If you're curious, this thing is like an oversized baggie, designed to accommodate my long 120-400 lens as well as my everyday lens. The only two parts that are open are the eyepiece and the lens, but it's easy to work all the controls through the baggie. It's an OP/TECH USA Rainsleeve and comes in a packet of 2 for $5.83 on Amazon. It should work equally well on my tripod or handheld, although it's a bit bulky to accommodate the longer lens when I'm using it with my regular 18-200 everyday lens.
Meantime, look what I downloaded onto the IPad -- a copy of the owners manual so I won't have to take the book separately. It's not big, but every ounce counts when you're trying to fit everything for a monthlong trip in a backpack!
Taking photos every day, I guess I need to learn a bit about taking photos in the rain. So I looked online for a guiding blog and every photo I took following online advice turned out black, not dark, black. :( So I started playing.
I had hoped the flower photo would show the rain falling but no rain. The drip is OK, although the entire photo is dark and I'm not sure what I should have done about that. Settings were: ISO100, manual focus, f8, 1/60 on Manual. And all were taken on evaluative metering and cloudy white balance. So I tried again...
This time I almost got a droplet splash - if you look really close in the middle you can see some splash and little spray coming up. But not a good shot, yet. I'm learning though with every failure! :)
Settings were ISO100, f6.3, 1/100, manual focus, -0.7 exposure compensation.
Look really close - you can almost see how hard it's been raining all day. But again, not a good photo, but I'm learning to blur the water. Settings were ISO100, f5.6 1/40, manual focus, TV and +0.7 exposure compensation.

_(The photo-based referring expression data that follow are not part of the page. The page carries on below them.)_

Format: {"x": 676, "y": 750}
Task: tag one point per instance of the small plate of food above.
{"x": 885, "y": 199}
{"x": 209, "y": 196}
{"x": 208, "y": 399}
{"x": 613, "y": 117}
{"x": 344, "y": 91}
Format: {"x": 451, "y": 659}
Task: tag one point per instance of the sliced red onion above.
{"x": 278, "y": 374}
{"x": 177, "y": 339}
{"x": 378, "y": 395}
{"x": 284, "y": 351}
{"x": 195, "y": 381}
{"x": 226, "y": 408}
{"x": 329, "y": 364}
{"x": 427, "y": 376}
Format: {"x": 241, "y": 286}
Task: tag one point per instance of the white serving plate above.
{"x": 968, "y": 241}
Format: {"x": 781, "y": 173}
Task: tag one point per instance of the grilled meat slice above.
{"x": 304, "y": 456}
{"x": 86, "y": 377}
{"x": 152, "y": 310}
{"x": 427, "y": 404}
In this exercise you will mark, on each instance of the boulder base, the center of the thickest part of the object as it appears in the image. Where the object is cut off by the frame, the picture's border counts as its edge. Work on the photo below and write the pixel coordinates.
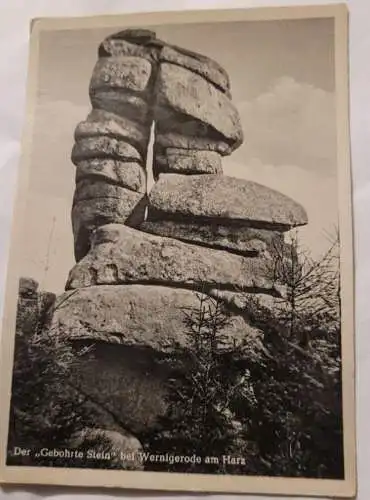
(133, 331)
(123, 255)
(223, 198)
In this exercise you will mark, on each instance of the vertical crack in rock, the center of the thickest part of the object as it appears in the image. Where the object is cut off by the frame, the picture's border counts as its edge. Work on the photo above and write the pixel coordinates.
(154, 218)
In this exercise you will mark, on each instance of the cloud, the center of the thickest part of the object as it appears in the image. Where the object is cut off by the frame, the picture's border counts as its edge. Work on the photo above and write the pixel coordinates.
(292, 124)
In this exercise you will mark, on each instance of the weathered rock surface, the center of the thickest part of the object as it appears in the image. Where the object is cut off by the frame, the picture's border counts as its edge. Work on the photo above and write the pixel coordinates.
(104, 147)
(88, 214)
(186, 93)
(33, 307)
(122, 447)
(112, 46)
(203, 66)
(100, 122)
(136, 43)
(248, 303)
(237, 239)
(133, 330)
(129, 175)
(187, 162)
(141, 316)
(120, 254)
(132, 106)
(223, 198)
(88, 189)
(168, 139)
(124, 72)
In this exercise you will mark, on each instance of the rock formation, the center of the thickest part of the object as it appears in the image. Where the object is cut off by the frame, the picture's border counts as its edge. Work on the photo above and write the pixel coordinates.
(142, 258)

I think maybe I learned something today ... I'm not sure exactly what, but hopefully it'll be an exercise to build on.
If anyone out there reading this has any idea of what I should have done better, please PLEASE leave a comment and help me learn!

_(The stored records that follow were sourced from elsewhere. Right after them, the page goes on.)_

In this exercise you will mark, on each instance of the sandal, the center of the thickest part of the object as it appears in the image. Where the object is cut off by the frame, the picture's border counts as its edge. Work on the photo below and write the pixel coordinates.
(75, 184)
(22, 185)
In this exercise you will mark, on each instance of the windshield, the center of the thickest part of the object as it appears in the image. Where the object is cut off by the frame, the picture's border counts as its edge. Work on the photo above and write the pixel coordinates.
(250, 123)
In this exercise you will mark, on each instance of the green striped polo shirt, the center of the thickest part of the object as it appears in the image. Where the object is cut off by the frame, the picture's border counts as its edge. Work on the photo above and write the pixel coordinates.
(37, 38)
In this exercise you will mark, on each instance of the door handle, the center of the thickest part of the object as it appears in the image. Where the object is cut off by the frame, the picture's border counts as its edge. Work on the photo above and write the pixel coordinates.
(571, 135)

I've decided that I've always wanted to learn more about photography. I take photos, most of them get trashed. But I keep on trying. I've decided to use this "Daily Photos" blog on SailWinterlude.com to share stuff as I learn. If you're interested, please stick around!

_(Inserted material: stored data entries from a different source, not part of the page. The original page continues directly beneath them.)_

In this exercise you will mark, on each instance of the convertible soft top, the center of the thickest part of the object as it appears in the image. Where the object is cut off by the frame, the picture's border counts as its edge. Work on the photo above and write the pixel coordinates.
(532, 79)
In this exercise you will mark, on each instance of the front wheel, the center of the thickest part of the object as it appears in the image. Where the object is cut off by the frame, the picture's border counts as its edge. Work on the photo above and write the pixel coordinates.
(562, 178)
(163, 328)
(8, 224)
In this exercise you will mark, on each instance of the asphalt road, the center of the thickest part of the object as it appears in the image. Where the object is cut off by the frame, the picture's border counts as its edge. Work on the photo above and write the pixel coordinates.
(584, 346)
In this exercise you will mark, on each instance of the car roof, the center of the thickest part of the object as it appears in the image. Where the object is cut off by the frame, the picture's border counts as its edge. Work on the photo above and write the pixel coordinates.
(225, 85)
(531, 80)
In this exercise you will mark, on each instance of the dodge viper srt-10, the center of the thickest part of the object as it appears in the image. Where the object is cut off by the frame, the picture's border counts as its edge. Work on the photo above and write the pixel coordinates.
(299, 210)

First, in order to take better photos, I have to take more photos. Daily. Almost every blog I read has the same advice, so it must be true, right?
One blog, Digital Photography School has a newsletter with a weekly assignment. I've never participated (and still won't) - I know when I'm outclassed. But this week's assignment is "Vertical Lines". When we took our walk, we went looking for vertical lines.
Drum roll.... my favorite, although I'm not sure it's all about vertical lines ... my corn tunnel. The reason it's my favorite? I've been following another website, Moose Peterson, who is an AMAZING photographer, probably my very favorite. I've been paying attention to the settings he's using and he seems to shoot alot on AV (aperture value). I wanted most of the photo in focus and he says to use a higher f stop, so I used f22. I know if you're a "real" photographer, you'll say it's overexposed and other stuff, but I DID IT without being on "P" or auto! And it's not too dark to see down the corn tunnel, so I'm happy happy happy!!!